Sen. Al Franken told MSNBC that he is in the Clinton camp. Amy Klobuchar already expressed her support, despite talk that she could be a presidential candidate herself.
Clinton has not announced she is running in 2016, but she is expected to and is considered the leading Democratic candidate, by far.
“I think that Hillary would make a great president,” Franken said in the MSNBC interview.
“I think that I’m ready for Hillary,” he said. “I mean, I think that we’ve not had someone this experienced, this tough, and she’s very, very impressive.”
Solid agreement already
Minnesota’s legislative leaders and governor are feeling out each other to find out what to expect in the coming legislative session, but they already agree on one thing.
“We are going to the last day,” House Speaker-designate Kurt Daudt, R-Crown, predicted.
Senate Majority Leader Tom Bakk, D-Cook, said he, too, thinks legislators will use every day until the constitutional deadline to adjourn. He said all deadlines for the session will be set with that date in mind.

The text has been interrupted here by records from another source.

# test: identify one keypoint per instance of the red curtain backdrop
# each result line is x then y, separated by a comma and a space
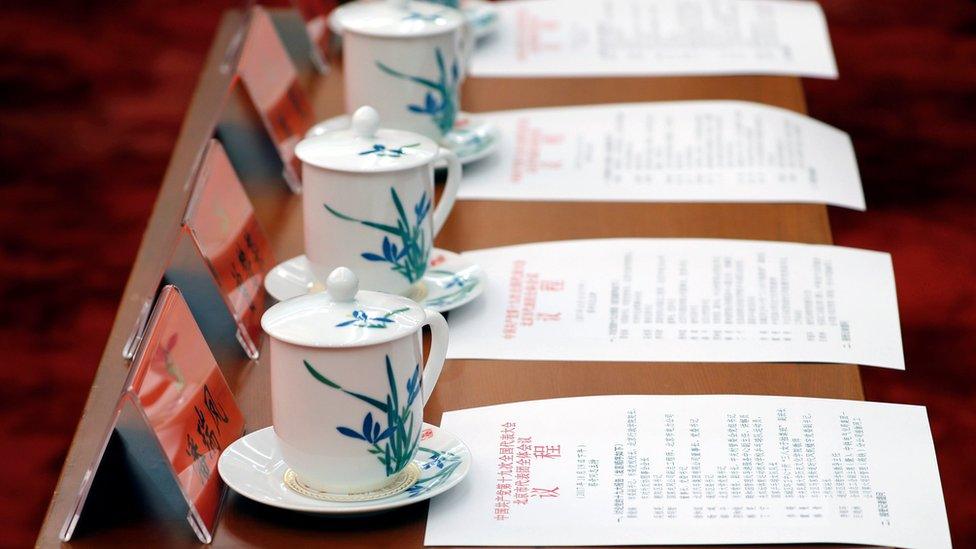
91, 99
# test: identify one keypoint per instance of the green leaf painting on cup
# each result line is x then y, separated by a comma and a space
395, 443
409, 256
440, 101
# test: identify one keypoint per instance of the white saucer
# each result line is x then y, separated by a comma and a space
252, 466
482, 15
450, 281
471, 139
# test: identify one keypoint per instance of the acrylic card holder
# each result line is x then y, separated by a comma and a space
222, 255
174, 417
270, 80
315, 14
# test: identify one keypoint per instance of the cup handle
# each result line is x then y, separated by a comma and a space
446, 202
438, 351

Democratic Gov. Mark Dayton probably would not argue. He often has said that the nature of a Legislature is to use all of the available time.
The 2015 session begins at noon Jan. 6. And while it must end by May 18, Dayton could call legislators back into session if they do not complete a budget or new issues arise. However, Dayton has shown a reluctance to call special sessions.
Seifert to lobby
Former state Rep. Marty Seifert, R-Marshall, will lobby for greater Minnesota issues in the 2015 Minnesota Legislature.
He has joined the Flaherty and Hood law firm, which represents the Coalition of Greater Minnesota Cities and several cities that belong to that group.
Seifert has lost two campaigns for governor, including a Republican primary loss this year in which he ran as the only greater Minnesota candidate.
Franken in Uber fight
The fast-growing Uber transportation service and U.S. Sen. Al Franken of Minnesota are engaged in a privacy battle.
Franken, an outspoken privacy advocate and chairman of a subcommittee on the subject, has complained about Uber’s data collection practices. He also has wondered whether Uber misuses consumer data.
“I believe Americans have a fundamental right to privacy, and that right includes the ability to control who is getting your personal location information and who it’s being shared with,” Franken said. “I recently pressed Uber to explain the scope, transparency and enforceability of their privacy policies. While I’m pleased that they replied to my letter, I am concerned about the surprising lack of detail in their response.”
Part of the problem, as Franken explains it, is that the global positioning system Uber uses allows the new company to track riders’ locations.